L'Explication Prémisse
Cet article permet à une personne qui hésite, avant de conclure un contrat avec un représentant (par exemple un agent ou mandataire), de demander au « représenté » (la personne qu’on dit représenter) par écrit de confirmer que le représentant a bien le pouvoir de signer l’acte. Le tiers fixe un délai raisonnable; si le représenté ne répond pas dans ce délai et que la demande écrite indiquait que l’absence de réponse vaudra présomption d’habilitation, alors le représentant est réputé autorisé à conclure l’acte. En clair, si vous doutez, vous pouvez exiger une confirmation écrite et, sans réponse dans le délai, le risque pèse sur le représenté.
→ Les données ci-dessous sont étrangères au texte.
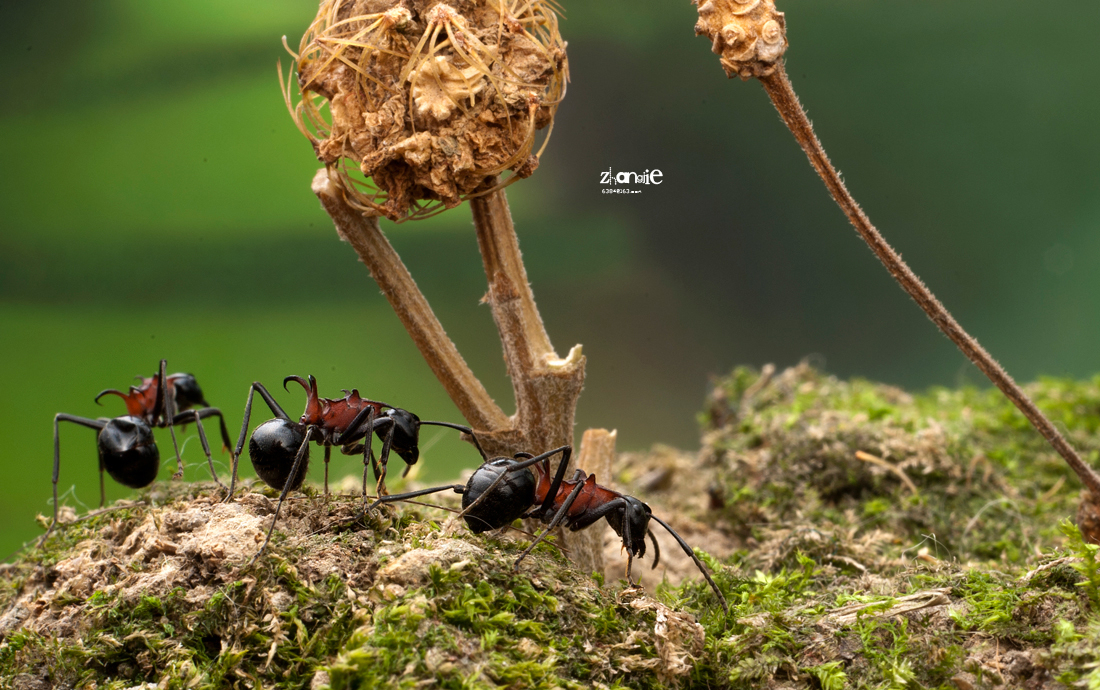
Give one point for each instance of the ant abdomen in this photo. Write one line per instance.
(273, 448)
(508, 501)
(129, 453)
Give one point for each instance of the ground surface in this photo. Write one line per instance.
(864, 538)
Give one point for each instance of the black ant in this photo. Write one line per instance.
(127, 448)
(279, 448)
(505, 489)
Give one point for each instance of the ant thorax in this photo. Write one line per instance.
(333, 415)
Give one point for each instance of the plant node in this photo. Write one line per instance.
(749, 35)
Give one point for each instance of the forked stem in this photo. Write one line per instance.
(782, 95)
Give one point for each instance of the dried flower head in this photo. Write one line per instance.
(749, 35)
(415, 103)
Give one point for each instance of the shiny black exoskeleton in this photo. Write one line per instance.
(128, 451)
(507, 499)
(279, 448)
(127, 448)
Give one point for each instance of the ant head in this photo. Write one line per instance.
(633, 519)
(128, 450)
(509, 499)
(406, 440)
(273, 447)
(188, 393)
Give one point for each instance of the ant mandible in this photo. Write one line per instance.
(279, 448)
(127, 448)
(504, 489)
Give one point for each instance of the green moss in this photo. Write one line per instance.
(944, 561)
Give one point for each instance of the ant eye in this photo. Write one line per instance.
(273, 448)
(188, 393)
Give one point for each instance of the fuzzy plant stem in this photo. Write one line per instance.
(386, 267)
(546, 386)
(782, 95)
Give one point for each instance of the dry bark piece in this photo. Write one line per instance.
(414, 105)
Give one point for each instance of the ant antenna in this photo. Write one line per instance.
(464, 429)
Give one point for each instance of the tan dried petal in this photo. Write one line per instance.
(428, 100)
(438, 86)
(748, 35)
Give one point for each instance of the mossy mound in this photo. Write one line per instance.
(943, 561)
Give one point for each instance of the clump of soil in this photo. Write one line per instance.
(861, 536)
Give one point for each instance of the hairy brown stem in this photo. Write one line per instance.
(546, 386)
(365, 237)
(782, 95)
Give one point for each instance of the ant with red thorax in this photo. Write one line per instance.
(503, 490)
(279, 447)
(127, 448)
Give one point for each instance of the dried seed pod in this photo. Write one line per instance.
(415, 103)
(750, 35)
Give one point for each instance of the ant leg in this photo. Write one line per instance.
(167, 409)
(699, 563)
(462, 428)
(565, 450)
(363, 422)
(196, 416)
(657, 549)
(579, 478)
(235, 456)
(286, 490)
(91, 424)
(383, 460)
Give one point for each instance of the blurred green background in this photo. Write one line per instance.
(155, 204)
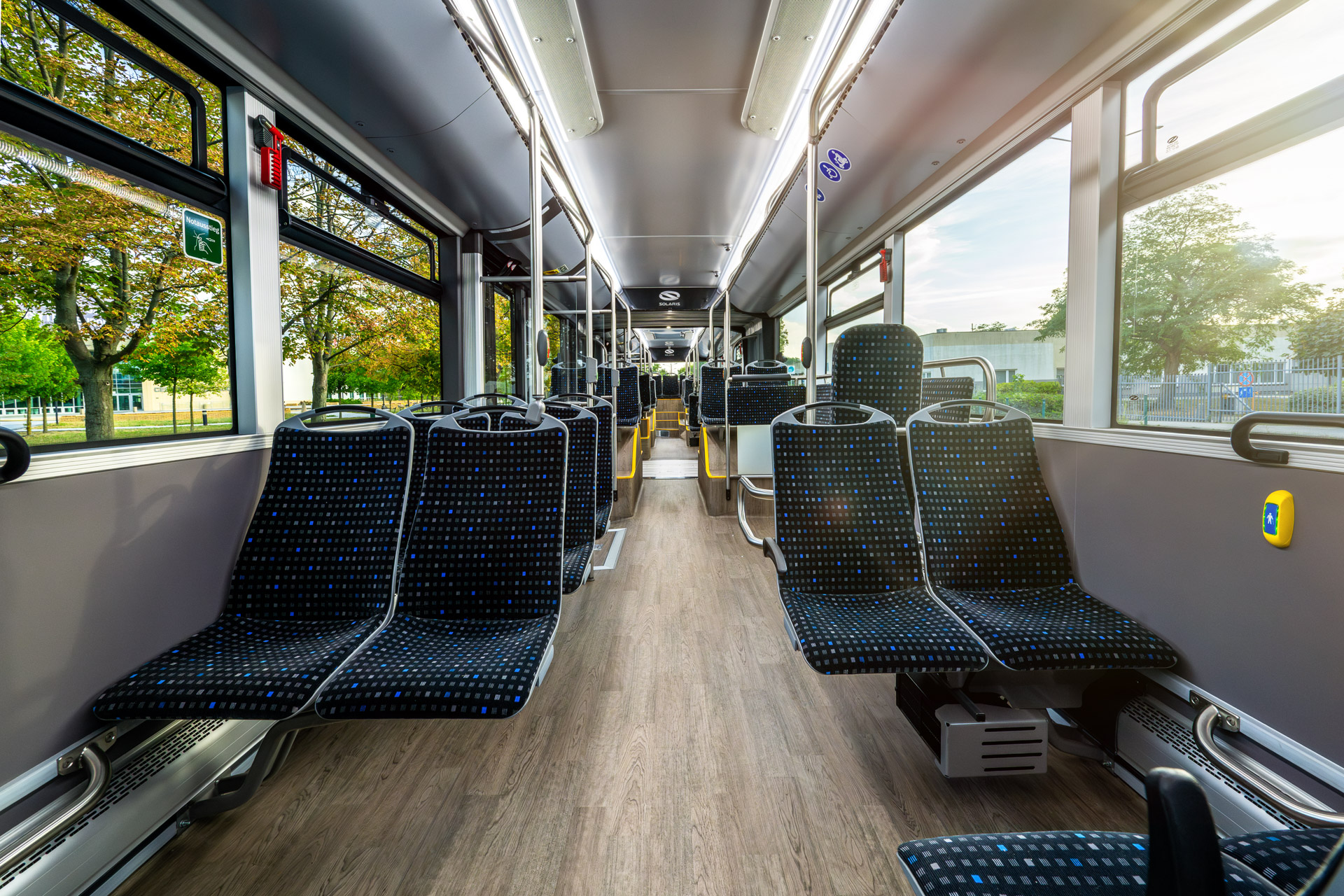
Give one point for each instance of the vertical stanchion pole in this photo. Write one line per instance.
(534, 300)
(589, 362)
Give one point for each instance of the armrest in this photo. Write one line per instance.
(772, 550)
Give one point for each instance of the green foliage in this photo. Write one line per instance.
(1199, 286)
(1031, 396)
(33, 362)
(1322, 332)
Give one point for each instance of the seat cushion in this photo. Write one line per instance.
(237, 668)
(888, 631)
(1057, 628)
(575, 562)
(1063, 862)
(421, 668)
(1284, 858)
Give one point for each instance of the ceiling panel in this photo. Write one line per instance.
(944, 73)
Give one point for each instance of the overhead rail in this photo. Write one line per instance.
(1203, 729)
(1242, 431)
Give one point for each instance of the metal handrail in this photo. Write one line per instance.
(1203, 729)
(54, 820)
(983, 363)
(1242, 431)
(742, 516)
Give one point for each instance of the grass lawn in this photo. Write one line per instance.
(67, 435)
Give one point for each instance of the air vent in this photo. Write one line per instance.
(792, 33)
(125, 780)
(1151, 735)
(556, 39)
(1008, 742)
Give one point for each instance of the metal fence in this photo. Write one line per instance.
(1221, 394)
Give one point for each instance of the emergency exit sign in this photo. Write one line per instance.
(202, 237)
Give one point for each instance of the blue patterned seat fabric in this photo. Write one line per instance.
(1284, 858)
(628, 402)
(311, 583)
(853, 590)
(997, 556)
(566, 379)
(580, 491)
(760, 406)
(711, 393)
(879, 365)
(946, 388)
(1063, 862)
(480, 593)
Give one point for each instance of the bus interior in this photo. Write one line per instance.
(628, 447)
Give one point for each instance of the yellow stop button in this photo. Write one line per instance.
(1277, 519)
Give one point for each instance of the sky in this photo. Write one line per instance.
(996, 253)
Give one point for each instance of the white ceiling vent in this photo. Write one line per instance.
(556, 36)
(792, 33)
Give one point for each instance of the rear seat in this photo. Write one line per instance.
(480, 593)
(312, 580)
(847, 556)
(996, 555)
(1179, 858)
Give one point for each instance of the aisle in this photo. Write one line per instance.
(678, 746)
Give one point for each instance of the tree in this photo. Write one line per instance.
(1322, 332)
(33, 363)
(100, 255)
(185, 362)
(1199, 286)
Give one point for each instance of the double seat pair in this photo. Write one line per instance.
(936, 548)
(331, 612)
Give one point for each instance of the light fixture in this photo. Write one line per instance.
(781, 62)
(562, 58)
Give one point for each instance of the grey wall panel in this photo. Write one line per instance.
(101, 571)
(1175, 542)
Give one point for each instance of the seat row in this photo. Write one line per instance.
(401, 567)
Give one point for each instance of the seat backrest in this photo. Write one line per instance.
(581, 472)
(946, 388)
(323, 542)
(711, 390)
(628, 400)
(879, 365)
(758, 407)
(487, 540)
(566, 379)
(987, 516)
(768, 367)
(841, 516)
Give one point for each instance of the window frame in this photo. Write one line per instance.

Vous souhaitez acheter une voiture qu’un vendeur vous présente via son commercial. Le commercial dit pouvoir signer le contrat de vente pour le propriétaire. Vous avez un doute : vous envoyez un courriel ou une lettre recommandée au propriétaire en lui demandant, sous 8 jours, de confirmer par écrit que le commercial est autorisé à vendre la voiture, en précisant que s’il ne répond pas dans ce délai le commercial sera réputé habilité. Le propriétaire ne répond pas. Vous signez la vente avec le commercial. Plus tard, le propriétaire ne peut pas facilement annuler la vente en prétendant que le commercial n’avait pas pouvoir, puisque l’absence de réponse vaut présomption d’autorisation.
- S’applique lorsque le tiers doute de l’étendue du pouvoir du représentant avant de conclure l’acte.
- La demande doit être faite par écrit (courriel, lettre recommandée, etc.).
- Le tiers fixe un délai qui doit être « raisonnable » ; la durée est appréciée selon les circonstances.
- L’écrit doit mentionner expressément que, sans réponse dans le délai fixé, le représentant sera réputé habilité à conclure l’acte.
- Si le représenté ne répond pas dans le délai, le représentant est présumé avoir l’autorité nécessaire (conséquence juridique favorable au tiers).
- La règle vise à protéger le tiers de l’incertitude et à faire peser sur le représenté l’obligation de confirmer ou de refuser.
- Le représenté peut écarter la présomption en répondant dans le délai pour nier l’autorisation ; l’absence de réponse produit la présomption.
- La notion de délai « raisonnable » et l’interprétation de la présomption peuvent être appréciées par un juge en cas de litige.